# GRF Monthly Photo Contest



## RickGibbs (Dec 16, 2005)

Each month, forum members can submit their photos for our monthly contest. They can either be posted in that month's thread, or e-mailed to me at [email protected].

Starting on the first of each month, you'll have one week to submit your golden retriever photos. We'll limit it to one photograph per member. After a week of submissions, I'll create a Poll, so we can vote on our favorites... Voting will probably last for two weeks, at which point, we'll crown the monthly winner.

Each winning photograph will be included in a special Golden Retriever Forum 2008 Calendar, which will be available by mid-December 2007. Each monthly winner will receive this calendar as their prize...

Calendars will be available for everyone to purchase next December.... But I'm not sure what the cost will be. I'd like to have good, high-quality calendars printed up, but I'd like to keep prices low enough that everyone can get one... The purchase price will be "cost + a small donation to Joe and the forum."
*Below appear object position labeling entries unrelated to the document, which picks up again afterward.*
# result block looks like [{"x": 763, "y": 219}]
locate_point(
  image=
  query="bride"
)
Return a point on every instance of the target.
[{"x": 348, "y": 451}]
Hope I covered everything good enough here... Let me know if I missed something obvious... And start thinking up photo ideas for December.


----------



## Katiesmommy (Sep 10, 2006)

Sounds like a good idea....lets snap some pictures


----------



## Booker (Nov 14, 2006)

That's a great idea!  Looking forward to super pics...


----------



## Dog (Sep 26, 2006)

Sounds great! Which month will this start? Will there be a new post/thread for each month after that? :doh:


----------



## RickGibbs (Dec 16, 2005)

Shirley said:


> Sounds great! Which month will this start? Will there be a new post/thread for each month after that? :doh:


Yep....the December contest is already posted. Technically, it officially starts on the first, but since this is the first time, I'm taking photos early...


----------